AYAT SUCI DI ATAS AYAT KONSTITUSI
Oleh: Ummu Avicenna
"Saya menghimbau pada orang
Islam, mulai bergeser dari kitab suci ke konstitusi kalau dalam berbangsa dan
bernegara. Sama, semua agama. Jadi kalau bahasa hari ini, konstitusi di atas
kitab suci. Itu fakta sosial politik"
Publik kembali dihebohkan dengan pernyataan
yang kontroversial dari salah satu petinggi Badan Pembina Ideologi Pancasila
(BPIP), Yudian Wahyudi tersebut. Dia menyebut agama merupakan musuh Pancasila.
Hal tersebut tentu saja membuat kegaduhan di tengah masyarakat.

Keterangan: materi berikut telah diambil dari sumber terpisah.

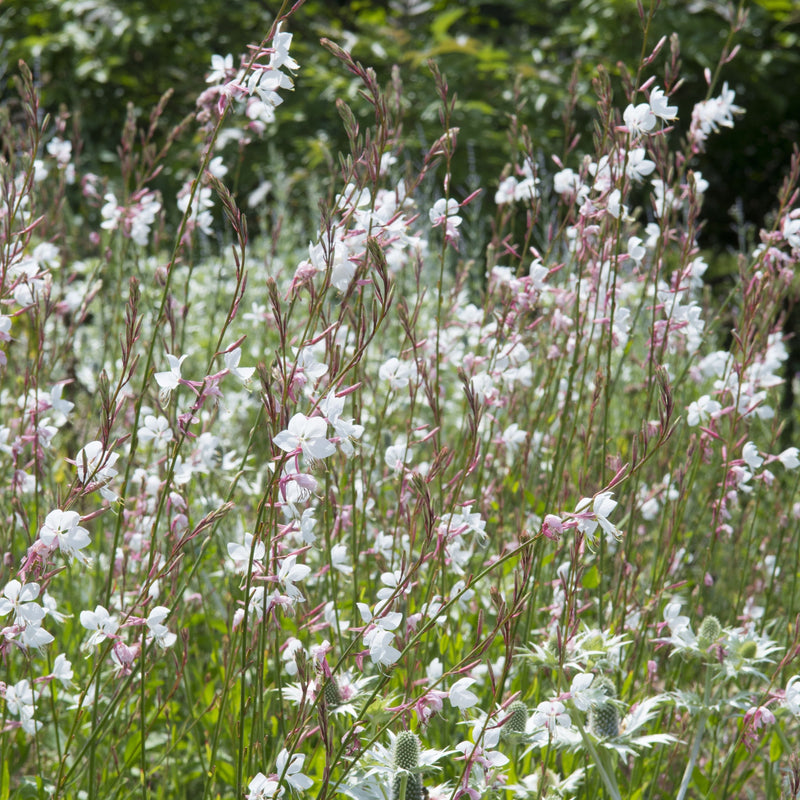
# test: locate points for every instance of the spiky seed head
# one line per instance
(710, 631)
(604, 720)
(517, 719)
(749, 649)
(414, 790)
(331, 693)
(406, 750)
(605, 685)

Setelah pernyataan tersebut mendapat
sorotan tajam dari beberapa kalangan. Barulah ia mengklarifikasi atas apa yang
telah disampaikannya. Menurut Yudian penjelasannya yang dimaksud adalah bukan
agama secara keseluruhan, tapi mereka yang mempertentangkan agama dengan
Pancasila. Karena menurutnya dari segi sumber dan tujuannya Pancasila itu
religius atau agamis.
Yudian juga menambahi bahwa
Pancasila adalah penopang. Untuk mewujudkannya dibutuhkan kesetiaan atau bahasa
lainnya sekuler, tapi bukan sekularisme. (voa-Islam.com, 14/2/2020)
Menteri Agama, Fachrul Razi juga
turut memberikan suara dukungannya pada Yudian. Menurut Fachrul, Kepala BPIP
tidak bermaksud menyampaikan pertentangan antara agama dan Pancasila. Justru,
kata Fachrul, Yudian menyampaikan bahwa Pancasila didukung oleh para ulama dan
tak bertentangan dengan agama. (CNN Indonesia, 13/2/2020)
Bukan hal yang baru jika yang
mengeluarkan pernyataan kontroversial dari pihak pemerintah. Maka, para pejabat
istana juga menterinya akan segera melakukan pembelaan mati-matian. Demi nama
baik rezim yang sedang berjalan memimpin negeri.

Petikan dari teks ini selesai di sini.